The issue in point 2 is that when an XA transaction commits globally, the multiple branch transactions in the TC are committed synchronously, one after the other. If any of these commits fail, the commit logic exits, causing the global commit to get stuck on that failed branch, continuously retrying. This prevents subsequent RM branches from actually receiving the TC's commit request, making the transactions of these RM branches invisible to other transactions.

funky-eyes commented 1 week ago
  1. Regarding read-only branches in relation to SQL parsing recognition, there are additional actions such as XA end and XA prepare, all of which involve I/O interactions with the database. Then there's the step of reporting the branch status to the transaction coordinator (TC), which adds some extra overhead.
  2. I'm not quite clear on what you're saying. Why would a failed commit of an XA read-only branch affect other transactions' ability to read data? It shouldn't have acquired any data locks; a snapshot read shouldn't hold any exclusive database locks.
  3. I understand the intention behind your pull request, which indeed optimizes behavior under Oracle's XA read-only transactions. However, I would prefer a more universal approach applicable to all compatible databases, aiming for standardized handling. Therefore, I propose that after SQL parsing, we should skip initiating XA transaction-related actions for non-DML operations. We might need input from other community members on this point. @slievrly @PeppaO

The issue in point 2 is that when an XA transaction commits globally, the multiple branch transactions in the TC are committed synchronously, one after the other. If any of these commits fail, the commit logic exits, causing the global commit to get stuck on that failed branch, continuously retrying. This prevents subsequent RM branches from actually receiving the TC's commit request, making the transactions of these RM branches invisible to other transactions.
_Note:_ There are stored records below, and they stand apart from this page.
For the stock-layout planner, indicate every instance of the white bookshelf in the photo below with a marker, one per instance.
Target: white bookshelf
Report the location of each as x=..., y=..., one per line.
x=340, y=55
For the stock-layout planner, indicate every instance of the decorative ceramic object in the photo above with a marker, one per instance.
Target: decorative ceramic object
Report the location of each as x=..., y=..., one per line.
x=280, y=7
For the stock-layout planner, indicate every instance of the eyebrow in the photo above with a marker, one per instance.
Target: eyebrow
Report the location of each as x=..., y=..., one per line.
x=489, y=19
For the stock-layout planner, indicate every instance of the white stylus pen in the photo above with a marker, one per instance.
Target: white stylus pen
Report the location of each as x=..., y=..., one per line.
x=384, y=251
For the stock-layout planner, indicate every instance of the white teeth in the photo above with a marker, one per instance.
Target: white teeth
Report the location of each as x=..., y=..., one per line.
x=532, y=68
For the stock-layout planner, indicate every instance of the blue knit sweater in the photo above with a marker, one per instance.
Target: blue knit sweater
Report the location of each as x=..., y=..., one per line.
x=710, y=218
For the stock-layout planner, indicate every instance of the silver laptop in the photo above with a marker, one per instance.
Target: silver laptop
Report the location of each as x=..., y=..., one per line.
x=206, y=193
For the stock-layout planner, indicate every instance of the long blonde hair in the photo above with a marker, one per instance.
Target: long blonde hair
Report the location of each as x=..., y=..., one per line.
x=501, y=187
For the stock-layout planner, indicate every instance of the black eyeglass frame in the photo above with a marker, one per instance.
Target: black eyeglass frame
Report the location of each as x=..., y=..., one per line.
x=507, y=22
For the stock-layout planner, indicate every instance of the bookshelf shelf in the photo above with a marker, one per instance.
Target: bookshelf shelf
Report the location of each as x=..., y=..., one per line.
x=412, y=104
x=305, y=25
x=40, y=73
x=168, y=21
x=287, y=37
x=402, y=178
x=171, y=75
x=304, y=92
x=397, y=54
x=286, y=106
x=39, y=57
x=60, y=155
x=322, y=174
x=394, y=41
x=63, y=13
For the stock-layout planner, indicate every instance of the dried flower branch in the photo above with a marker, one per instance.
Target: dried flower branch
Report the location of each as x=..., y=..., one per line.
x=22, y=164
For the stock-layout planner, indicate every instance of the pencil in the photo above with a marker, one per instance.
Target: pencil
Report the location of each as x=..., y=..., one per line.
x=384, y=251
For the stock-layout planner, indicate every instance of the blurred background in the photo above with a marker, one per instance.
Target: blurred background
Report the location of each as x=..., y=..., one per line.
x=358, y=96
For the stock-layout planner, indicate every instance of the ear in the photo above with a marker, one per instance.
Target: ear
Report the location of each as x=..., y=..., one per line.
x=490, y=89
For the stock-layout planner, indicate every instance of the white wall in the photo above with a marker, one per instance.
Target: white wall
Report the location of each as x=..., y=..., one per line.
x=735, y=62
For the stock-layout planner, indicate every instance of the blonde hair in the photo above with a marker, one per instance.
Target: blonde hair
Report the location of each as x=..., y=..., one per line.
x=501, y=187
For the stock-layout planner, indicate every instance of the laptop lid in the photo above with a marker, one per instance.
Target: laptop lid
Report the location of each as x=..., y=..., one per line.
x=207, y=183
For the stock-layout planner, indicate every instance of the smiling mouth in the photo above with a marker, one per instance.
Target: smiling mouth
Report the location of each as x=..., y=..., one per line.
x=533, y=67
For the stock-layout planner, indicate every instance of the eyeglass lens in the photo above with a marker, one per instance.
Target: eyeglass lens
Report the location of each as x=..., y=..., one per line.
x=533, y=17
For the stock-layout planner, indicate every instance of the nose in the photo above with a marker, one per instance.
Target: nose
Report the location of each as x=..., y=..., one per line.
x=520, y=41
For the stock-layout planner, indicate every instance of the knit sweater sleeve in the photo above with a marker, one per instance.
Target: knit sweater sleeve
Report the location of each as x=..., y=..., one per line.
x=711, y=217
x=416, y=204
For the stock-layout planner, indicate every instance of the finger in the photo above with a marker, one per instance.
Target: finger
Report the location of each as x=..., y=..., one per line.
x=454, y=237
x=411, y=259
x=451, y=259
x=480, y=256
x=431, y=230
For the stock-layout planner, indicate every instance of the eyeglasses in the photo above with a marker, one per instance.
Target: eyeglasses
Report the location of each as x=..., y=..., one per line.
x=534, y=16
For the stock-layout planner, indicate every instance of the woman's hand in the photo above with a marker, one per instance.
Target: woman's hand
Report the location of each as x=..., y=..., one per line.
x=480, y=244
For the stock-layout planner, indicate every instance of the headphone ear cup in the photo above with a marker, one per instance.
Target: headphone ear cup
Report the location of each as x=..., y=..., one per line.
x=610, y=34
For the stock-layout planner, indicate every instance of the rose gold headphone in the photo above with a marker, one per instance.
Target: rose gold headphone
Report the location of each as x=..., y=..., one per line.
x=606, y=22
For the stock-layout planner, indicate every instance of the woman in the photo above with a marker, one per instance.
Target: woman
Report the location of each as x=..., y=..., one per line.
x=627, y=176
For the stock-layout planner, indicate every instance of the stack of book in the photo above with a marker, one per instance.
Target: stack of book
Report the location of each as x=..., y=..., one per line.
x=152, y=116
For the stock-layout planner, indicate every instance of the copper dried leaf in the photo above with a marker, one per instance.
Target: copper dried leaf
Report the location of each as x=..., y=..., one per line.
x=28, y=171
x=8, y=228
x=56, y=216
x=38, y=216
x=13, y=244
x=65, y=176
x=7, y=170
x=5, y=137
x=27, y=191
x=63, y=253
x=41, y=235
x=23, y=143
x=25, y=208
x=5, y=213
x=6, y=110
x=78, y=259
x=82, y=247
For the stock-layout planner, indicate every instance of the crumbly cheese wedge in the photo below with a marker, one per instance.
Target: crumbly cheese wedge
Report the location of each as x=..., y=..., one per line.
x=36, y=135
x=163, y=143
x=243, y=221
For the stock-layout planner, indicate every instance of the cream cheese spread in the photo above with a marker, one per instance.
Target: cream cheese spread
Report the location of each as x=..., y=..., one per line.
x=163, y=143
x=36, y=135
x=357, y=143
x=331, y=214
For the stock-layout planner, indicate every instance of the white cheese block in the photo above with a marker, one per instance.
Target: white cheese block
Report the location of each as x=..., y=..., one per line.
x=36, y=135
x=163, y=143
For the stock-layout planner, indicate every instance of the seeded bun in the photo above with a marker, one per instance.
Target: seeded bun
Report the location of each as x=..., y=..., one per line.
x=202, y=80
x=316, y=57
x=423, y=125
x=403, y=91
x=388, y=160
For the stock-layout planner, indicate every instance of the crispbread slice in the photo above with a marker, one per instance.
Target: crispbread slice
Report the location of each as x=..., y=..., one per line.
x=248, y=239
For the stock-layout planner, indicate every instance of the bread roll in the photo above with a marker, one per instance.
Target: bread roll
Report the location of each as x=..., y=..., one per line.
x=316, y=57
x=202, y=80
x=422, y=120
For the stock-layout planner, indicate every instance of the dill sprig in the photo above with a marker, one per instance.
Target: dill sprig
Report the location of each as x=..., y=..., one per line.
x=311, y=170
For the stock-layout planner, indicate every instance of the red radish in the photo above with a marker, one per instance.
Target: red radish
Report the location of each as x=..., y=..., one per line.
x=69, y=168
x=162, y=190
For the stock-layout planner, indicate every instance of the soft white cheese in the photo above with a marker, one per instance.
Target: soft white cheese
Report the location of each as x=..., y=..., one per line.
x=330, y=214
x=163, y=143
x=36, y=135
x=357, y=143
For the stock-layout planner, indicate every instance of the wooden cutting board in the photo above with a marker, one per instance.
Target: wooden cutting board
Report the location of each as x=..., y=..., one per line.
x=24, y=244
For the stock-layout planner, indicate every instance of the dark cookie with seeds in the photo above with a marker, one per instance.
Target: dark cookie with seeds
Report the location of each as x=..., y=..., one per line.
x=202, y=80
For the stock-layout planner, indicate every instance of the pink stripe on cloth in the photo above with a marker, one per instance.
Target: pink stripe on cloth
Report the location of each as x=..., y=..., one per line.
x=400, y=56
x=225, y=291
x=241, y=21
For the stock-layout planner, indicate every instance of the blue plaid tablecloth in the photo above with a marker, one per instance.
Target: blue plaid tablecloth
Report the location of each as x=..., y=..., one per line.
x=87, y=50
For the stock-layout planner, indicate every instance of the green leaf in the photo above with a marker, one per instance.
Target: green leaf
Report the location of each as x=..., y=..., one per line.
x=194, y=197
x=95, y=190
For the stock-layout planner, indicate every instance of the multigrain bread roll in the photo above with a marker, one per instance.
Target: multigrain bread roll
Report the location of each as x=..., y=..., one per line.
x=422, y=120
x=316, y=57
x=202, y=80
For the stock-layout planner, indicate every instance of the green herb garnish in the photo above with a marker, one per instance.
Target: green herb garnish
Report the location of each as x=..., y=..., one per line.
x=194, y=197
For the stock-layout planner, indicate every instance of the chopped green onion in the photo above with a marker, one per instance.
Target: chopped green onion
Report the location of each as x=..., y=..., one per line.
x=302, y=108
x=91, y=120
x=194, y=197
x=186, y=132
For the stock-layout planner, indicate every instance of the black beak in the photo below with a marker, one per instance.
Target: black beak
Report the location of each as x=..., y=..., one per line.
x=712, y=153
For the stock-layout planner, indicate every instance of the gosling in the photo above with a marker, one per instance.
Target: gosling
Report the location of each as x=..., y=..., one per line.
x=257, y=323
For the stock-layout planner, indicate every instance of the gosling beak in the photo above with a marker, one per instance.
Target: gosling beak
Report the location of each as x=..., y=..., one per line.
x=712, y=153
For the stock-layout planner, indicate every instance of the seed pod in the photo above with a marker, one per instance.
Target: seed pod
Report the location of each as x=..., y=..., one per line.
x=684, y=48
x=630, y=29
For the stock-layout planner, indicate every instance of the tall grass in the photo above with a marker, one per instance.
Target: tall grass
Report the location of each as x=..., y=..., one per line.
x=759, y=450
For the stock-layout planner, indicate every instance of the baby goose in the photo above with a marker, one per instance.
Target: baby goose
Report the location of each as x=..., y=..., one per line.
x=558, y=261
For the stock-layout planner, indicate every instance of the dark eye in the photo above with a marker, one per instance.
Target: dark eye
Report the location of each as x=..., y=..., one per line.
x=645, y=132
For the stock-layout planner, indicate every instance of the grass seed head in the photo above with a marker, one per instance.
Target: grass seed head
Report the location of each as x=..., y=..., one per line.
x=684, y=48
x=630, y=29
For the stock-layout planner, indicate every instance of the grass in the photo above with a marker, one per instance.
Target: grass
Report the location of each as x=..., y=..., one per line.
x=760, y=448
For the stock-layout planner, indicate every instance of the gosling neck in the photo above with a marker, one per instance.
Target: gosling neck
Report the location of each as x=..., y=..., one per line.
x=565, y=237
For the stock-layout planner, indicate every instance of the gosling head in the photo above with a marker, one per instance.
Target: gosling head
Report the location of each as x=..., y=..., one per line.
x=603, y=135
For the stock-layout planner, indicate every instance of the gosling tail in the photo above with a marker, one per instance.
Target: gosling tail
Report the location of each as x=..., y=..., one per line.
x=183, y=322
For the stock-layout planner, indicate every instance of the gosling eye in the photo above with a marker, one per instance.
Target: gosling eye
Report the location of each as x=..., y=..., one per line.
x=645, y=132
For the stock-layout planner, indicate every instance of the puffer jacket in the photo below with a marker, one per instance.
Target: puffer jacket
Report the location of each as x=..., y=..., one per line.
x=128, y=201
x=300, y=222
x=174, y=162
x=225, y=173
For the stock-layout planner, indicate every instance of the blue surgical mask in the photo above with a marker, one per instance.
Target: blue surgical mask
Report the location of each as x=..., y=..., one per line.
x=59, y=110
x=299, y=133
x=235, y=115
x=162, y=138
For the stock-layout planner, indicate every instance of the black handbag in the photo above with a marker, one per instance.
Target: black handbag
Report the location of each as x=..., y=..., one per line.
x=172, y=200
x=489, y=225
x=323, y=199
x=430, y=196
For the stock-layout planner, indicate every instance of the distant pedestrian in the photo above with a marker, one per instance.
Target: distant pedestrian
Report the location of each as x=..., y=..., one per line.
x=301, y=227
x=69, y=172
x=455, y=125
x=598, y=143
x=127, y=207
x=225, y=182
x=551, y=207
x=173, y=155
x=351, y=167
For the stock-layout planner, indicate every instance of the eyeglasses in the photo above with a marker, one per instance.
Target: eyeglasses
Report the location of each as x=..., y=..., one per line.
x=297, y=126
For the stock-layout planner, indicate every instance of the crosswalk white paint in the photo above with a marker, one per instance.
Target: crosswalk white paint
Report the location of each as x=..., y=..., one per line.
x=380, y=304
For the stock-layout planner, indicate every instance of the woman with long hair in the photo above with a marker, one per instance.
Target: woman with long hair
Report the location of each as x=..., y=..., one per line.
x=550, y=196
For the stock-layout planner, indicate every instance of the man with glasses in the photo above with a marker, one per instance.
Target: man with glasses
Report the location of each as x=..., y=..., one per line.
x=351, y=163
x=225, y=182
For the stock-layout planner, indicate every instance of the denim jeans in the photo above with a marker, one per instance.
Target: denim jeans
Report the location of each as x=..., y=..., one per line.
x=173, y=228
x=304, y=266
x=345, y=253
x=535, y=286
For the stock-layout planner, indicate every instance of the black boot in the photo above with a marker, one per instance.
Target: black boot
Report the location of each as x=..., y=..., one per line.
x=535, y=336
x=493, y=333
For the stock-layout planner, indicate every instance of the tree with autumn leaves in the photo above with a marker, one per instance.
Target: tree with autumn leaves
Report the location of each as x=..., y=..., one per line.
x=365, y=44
I understand. So that's why you've implemented the skip operation for this branch. I see this PR as a temporary solution, but ultimately, we should move towards a unified processing model

gongycn commented 1 week ago

Of course, the proposed solution can later be combined with the SQL parsing logic you mentioned. If the SQL parsing perfectly handles all operations that are read-only and avoids initiating XA-related transaction actions, it would also prevent this extra interaction with the TC. However, if there are any omissions, this approach can improve robustness.

I understand. So that's why you've implemented the skip operation for this branch. I see this PR as a temporary solution, but ultimately, we should move towards a unified processing model

Yes, this PR can be seen as a temporary solution, or as mentioned above, it can serve as a fallback solution to ensure robustness.

gongycn commented 1 week ago

One of the reasons for using XA transactions in Seata is that XA transactions allow developers to:

  1. Fully utilize the database's unique features: For example, special SQL syntax, stored procedures, functions, etc.
  2. Standardized interface: XA transactions are implemented based on a standard protocol with a first phase (start, execute, end, prepare) and a second phase (commit/rollback).

I believe that the implementation of XA transactions in Seata should maintain these basic characteristics of XA transactions. From this perspective, the approach in this PR:

  1. Does not compromise the support for the database's unique features.
  2. Does not exceed the requirements of the XA standard protocol.
  3. Indeed solves the issue of read-only branch commit errors.

Therefore, I hope this PR can be accepted.

gongycn commented 1 week ago

@funky-eyes fix the incorrect code style: '{' is not preceded with whitespace.